Keeping Up With Data — Week 10 Reading List
5 minutes for 5 hours’ worth of reading
Outcomes, not outputs! This is what matters in data science. But we easily get distracted by day-to-day operations. So, a reminder is useful. Be it in the form of a funny picture like the one above or the recent book by Bill Schmarzo: The Economics of Data, Analytics, and Digital Transformation.
- ‘Big’ Data Can Be 99.98% Smaller Than It Appears: Intuition tells us that larger samples are more reliable. But what we mustn’t forget is the importance of how the sample has been selected. To assess the saltiness of a soup, even just a spoon is enough. But only if it is well stirred! Similarly, the opinion of a sample population can be generalised only if the sample is random. If there is even a tiny — 0.5% selection bias— opinion of 2.3 million, it is no better than a truly random sample of 400. So, keep that in mind and be aware of the ‘big data paradox’: the more data, the surer we fool ourselves. (Bloomberg)

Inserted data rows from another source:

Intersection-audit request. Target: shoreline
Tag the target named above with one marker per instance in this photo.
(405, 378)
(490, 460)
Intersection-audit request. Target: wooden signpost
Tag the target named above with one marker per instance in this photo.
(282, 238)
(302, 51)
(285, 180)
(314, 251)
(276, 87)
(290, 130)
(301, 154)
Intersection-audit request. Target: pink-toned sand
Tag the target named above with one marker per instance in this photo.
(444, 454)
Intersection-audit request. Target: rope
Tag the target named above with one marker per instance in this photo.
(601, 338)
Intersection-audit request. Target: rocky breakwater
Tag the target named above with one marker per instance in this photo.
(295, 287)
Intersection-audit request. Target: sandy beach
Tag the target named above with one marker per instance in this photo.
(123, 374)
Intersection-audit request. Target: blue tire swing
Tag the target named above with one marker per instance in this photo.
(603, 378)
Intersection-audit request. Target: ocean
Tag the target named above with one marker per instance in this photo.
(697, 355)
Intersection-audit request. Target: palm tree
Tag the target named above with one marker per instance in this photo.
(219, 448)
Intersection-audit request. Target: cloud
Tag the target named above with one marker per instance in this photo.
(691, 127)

- Introduction to Causality | the science of measuring and optimizing cause & effect: A couple of years ago there seemed to be a Pavlovian reflex about causality triggered by the word “correlation”. Unfortunately, this reflex is often not backed with knowing when to consider a causal analysis and what are the risks of using non-causal decision making is crucial. So be aware of the confounders. They are not always as obvious in real life as they are in funny spurious correlation examples. (Bayes Server)
- Test Your Data Until It Hurts: Data quality is a hot topic. But how does it look in practice? What does ‘good data’ look like? What to control? How to set the thresholds? This is not something that you can brainstorm from a table. You need to get your arms — elbow deep — in the data. There are two important points in the article — first, set the quality control mechanisms independently on the data pipelines, and second, expect the tests to be failing in the first couple of weeks. You should even set them up so that they will fail! Don’t worry about false positives. Worry about false negatives! (Micha Kunze @ Towards Data Science)
Every Thursday night when I’m writing up my reading list, I ask myself not to leave it till next Thursday evening. And here I am again. But the good thing is that I don’t have to worry about if for another week now!